By Mikayla van Loon
Three years ago Dandenong Ranges Music Council set out to tell the stories of local Vietnam veterans through a project called Forgotten Heroes.
As a Yarra Ranges Council 2022 Grants for Community recipient, the vision of performing live and sharing the stories of returned personnel who had felt forgotten is one step closer.
Program director Cath Russell said having done a project on the Anzac centenary, members from local RSLs, like then president of Mount Evelyn RSL Roger Boness, asked when a project on the forgotten heroes of the Vietnam War would be done.
“I had never really contemplated that Australia had conscripted our young men and I’ve never sat in an RSL and spoken with these, I guess, senior members of our community who you see down the street but to suddenly realise what they’ve been through in their early 20s was a real eye opener for me,” she said.
Putting some of what she had heard into a song with the help of Peter de Ryk, Ms Russell has since expanded the project to short films and eventually the music and visual elements will come together in a live performance at Burrinja in Upwey.
Having sat down with veterans from Monbulk, Mount Evelyn, Upwey-Belgrave and Boronia, Ms Russell heard their stories and was able to use the power of music when words could not.
“Sometimes people just can’t stop talking. And sometimes, it’s really hard to start. That’s really the place where the music comes in and begins to express what people have experienced,” she said.
“I love the power of music, to speak the unspeakable. Music can contain so many experiences, or so many feelings and nuances that words simply can’t reach sometimes.”
Ms Russell said movies have given people a skewed perception of what it means to be heroic, that battles fought are not always won and yet that still makes someone a hero.
“I think soldiers are people and I think they need us in the present day, to recognise them as that.
“The people I speak to have been through something extraordinary, extraordinarily traumatic, but also extraordinarily bonding.”

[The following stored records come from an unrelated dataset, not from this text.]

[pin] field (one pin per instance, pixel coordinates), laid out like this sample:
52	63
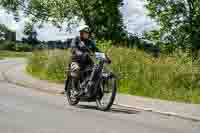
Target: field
12	54
172	77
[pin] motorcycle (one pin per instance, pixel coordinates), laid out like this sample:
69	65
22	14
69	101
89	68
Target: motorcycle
98	85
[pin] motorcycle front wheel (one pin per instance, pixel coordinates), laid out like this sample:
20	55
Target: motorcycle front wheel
69	93
106	97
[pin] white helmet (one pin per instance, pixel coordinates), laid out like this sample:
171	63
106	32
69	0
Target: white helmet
84	28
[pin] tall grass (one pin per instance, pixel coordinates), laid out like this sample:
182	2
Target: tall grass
50	65
166	77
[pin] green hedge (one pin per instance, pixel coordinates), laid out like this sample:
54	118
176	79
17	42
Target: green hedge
166	77
13	46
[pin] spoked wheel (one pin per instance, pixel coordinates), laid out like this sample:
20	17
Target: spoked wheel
69	92
108	92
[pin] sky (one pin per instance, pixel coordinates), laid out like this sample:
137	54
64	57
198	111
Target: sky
134	15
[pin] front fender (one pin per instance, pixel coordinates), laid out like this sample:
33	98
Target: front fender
66	83
108	75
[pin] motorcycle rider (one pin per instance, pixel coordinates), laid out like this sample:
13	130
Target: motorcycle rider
82	46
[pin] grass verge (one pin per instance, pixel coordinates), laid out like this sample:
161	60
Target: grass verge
168	77
11	54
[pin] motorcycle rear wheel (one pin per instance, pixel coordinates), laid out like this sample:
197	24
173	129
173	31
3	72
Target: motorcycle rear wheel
104	84
68	92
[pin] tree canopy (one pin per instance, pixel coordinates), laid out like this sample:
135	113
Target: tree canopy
179	22
103	16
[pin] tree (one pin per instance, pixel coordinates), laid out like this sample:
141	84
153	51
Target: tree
178	20
31	34
103	16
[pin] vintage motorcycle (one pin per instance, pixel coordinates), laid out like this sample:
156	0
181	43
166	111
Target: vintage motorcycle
98	82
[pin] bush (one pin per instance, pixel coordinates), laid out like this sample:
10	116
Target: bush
7	45
13	46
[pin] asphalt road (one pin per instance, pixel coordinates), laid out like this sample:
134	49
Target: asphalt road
23	110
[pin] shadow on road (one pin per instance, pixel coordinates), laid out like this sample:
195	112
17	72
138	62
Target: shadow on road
114	109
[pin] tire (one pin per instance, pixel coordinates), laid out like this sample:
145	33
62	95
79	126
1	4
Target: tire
68	88
107	106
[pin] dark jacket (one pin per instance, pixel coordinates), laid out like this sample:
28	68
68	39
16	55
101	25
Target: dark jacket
81	49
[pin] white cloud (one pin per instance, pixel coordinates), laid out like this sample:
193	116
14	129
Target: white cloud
135	16
134	13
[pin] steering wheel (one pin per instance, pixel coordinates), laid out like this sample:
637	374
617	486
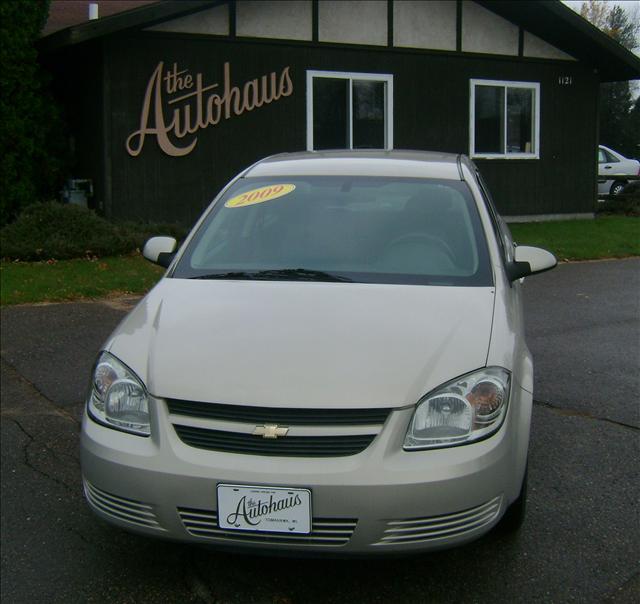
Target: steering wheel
422	238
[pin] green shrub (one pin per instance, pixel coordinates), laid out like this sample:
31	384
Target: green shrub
64	231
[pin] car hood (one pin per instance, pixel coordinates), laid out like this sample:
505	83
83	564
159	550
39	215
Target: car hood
303	344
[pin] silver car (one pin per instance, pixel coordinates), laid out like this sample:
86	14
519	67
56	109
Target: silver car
333	362
614	171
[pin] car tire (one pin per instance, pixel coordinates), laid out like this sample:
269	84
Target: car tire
616	188
516	512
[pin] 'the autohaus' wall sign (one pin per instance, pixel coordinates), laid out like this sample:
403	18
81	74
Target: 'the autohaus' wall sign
196	106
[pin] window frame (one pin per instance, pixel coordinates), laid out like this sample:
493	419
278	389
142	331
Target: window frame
386	78
505	84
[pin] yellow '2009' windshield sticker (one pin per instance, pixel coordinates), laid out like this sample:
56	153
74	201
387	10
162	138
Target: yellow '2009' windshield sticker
259	195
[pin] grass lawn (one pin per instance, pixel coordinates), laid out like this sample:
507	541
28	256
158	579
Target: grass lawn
604	237
51	281
28	282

When Vietnam’s soldiers came back to Australia, Ms Russell said they found it as they had left it and there had been no bridging back to normal life after what they had experienced.
“That was a struggle for the Vietnam veterans and the Australians didn’t quite understand that that was necessary. I think for our Vietnam veterans, they’re still struggling with that.”
The grant of $10,000 will allow Ms Russell and her production team to help bridge the gap between Australians who did not fight in Vietnam and those who did.
Musical elements really are the central storytelling tool because they draw on the ‘60s and ‘70s music that would have been playing throughout the Vietnam War.
“It’s a very profound memory. We know that the points in our lives where we retain music as a memory trigger, deeply include our early adulthood.
“So being able to involve the tunes or the cadences, or the rhythms, or the sounds of things like the fenders strap, or a deep bass and certain drum beats are an amazing way to evoke an atmosphere.”
Ms Russell said while the music is the focal point of the live performance, the films will show archived footage from the National Vietnam Veterans Museum to help audiences visualise the environment Vietnam veterans returned from.
“It’s important to me to share stories effectively and engagingly, to give audiences aside from veterans an opportunity to walk in the shoes of the people in their community who have had fairly extraordinary experiences.”
With the return of Afghanistan’s soldiers, Ms Russell said she hopes a similar project can honour the service of the young Australians who fought in the peacekeeping efforts.
“The Australian public, really, we need to find ways to reach out and check in on the wellbeing of the younger vets.”
The Forgotten Heroes live performance is scheduled to go ahead in the second half of 2022.